Although a significant focus of Professor Lyman’s work is in the field of international wildlife law, she also works on broader issues, such as habitat conservation, climate change, human rights, and trade and the environment. Professor Lyman’s work on climate change included legal support to the Alliance of Small Island States (AOSIS) in the lead-up to the Paris Agreement.

Professor Lyman teaches two clinic courses. She teaches an International Animal and Environmental Law Clinic for JD students who are interested in developing the practical skills and substantive knowledge required to tackle contemporary wildlife and other international environmental challenges. Professor Lyman also teaches the International Wildlife Law Clinic for Animal Law LLM students who are interested in wildlife issues and desire to enhance their skill set in order to work in wildlife conservation and international animal protection after receiving their degrees.

In addition to her clinic courses, Professor Lyman teaches an innovative course in international wildlife law that brings the complex politics of international law-making to the classroom through in-class exercises that draw on the “hot” topics of international wildlife law, including trophy hunting, Japanese whaling, polar bear conservation in light of climate change, and other contemporary issues.
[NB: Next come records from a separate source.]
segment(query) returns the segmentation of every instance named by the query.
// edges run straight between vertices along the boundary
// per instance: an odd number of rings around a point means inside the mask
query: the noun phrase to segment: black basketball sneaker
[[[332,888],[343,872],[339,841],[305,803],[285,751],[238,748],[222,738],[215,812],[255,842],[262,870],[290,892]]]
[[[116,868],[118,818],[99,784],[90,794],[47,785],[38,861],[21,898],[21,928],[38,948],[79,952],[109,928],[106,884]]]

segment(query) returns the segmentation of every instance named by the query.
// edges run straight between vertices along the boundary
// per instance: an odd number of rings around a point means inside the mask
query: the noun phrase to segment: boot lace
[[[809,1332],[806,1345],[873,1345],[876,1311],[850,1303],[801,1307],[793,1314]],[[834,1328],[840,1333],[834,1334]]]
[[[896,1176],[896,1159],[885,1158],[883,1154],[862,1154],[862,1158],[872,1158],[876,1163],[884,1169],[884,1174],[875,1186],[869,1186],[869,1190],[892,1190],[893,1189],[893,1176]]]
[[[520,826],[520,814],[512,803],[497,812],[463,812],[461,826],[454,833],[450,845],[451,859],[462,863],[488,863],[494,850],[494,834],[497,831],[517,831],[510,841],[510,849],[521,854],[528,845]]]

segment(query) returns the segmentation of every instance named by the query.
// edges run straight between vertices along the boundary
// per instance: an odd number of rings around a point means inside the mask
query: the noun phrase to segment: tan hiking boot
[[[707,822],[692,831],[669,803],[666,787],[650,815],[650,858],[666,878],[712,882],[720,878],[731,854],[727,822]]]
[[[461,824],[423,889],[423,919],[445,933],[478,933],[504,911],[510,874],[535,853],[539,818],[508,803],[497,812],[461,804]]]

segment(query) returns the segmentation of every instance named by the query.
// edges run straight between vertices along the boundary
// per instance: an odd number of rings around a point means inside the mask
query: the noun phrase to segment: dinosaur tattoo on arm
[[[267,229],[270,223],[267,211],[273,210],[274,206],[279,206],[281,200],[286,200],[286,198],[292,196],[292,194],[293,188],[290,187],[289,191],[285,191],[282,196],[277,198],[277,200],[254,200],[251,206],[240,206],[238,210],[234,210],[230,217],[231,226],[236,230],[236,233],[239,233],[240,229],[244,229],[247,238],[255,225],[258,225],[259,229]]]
The design of the class promotes creative problem-solving and complex critical thinking and digs into the underlying politics and policy choices reflected in international wildlife law.


Nicholas Fromherz, JD Related Seminars and Products

Senior Staff Attorney and Adjunct Professor

Global Law Alliance for Animals and the Environment


Nick Fromherz serves as a senior attorney for the Global Law Alliance for Animals and the Environment (the Global Law Alliance), a collaboration launched in the fall of 2020 between the Center for Animal Law Studies and the Environmental Law Program at Lewis & Clark Law School. The Global Law Alliance is a champion for wild animals and wild spaces across the globe, working to protect animals and the environment through the development, implementation, and enforcement of international law. Law students (JD and LLM) actively participate in the work through two clinics within the Alliance.

Prior to joining the Global Law Alliance, Nick worked as an attorney for a public-interest law firm dedicated to conserving marine wildlife around the world. Combining this experience with his considerable time living and working in Latin America, Nick expands the Global Law Alliance’s footprint in the Americas while building on its existing fisheries program and international wildlife practice.

Previously, Nick served as a Visiting Assistant Professor, teaching courses within Lewis & Clark’s Environmental, Natural Resources, and Energy Law program. Since 2015, Nick has taught Administrative Law at Lewis & Clark Law School during several summer sessions as an Adjunct Professor.

Nick’s scholarship has appeared in the Stanford Environmental Law Journal, the Washington University Global Studies Law Review, the Ecology Law Quarterly, the West Virginia Law Review, Administrative Law Review, and Animal Law Review. In addition, he has written a number of shorter opinion pieces – with a particular focus on Latin American political and environmental issues – in outlets like Foreign Affairs and the International Policy Digest.

Before transitioning to environmental work, Nick served as a litigation attorney for a law firm in California and spent three years clerking for federal judges (Judge Lawson of E.D. Mich. and Judge Terence Evans of the Seventh Circuit). Nick graduated as the valedictorian of his law-school class. Nick is a member of the IUCN World Commission on Environmental Law.

Away from work, Nick enjoys spending time with his family, reading, watching college sports, and exploring Bolivia’s wild spaces. Nick works for the Global Law Alliance primarily from his home office in Bolivia.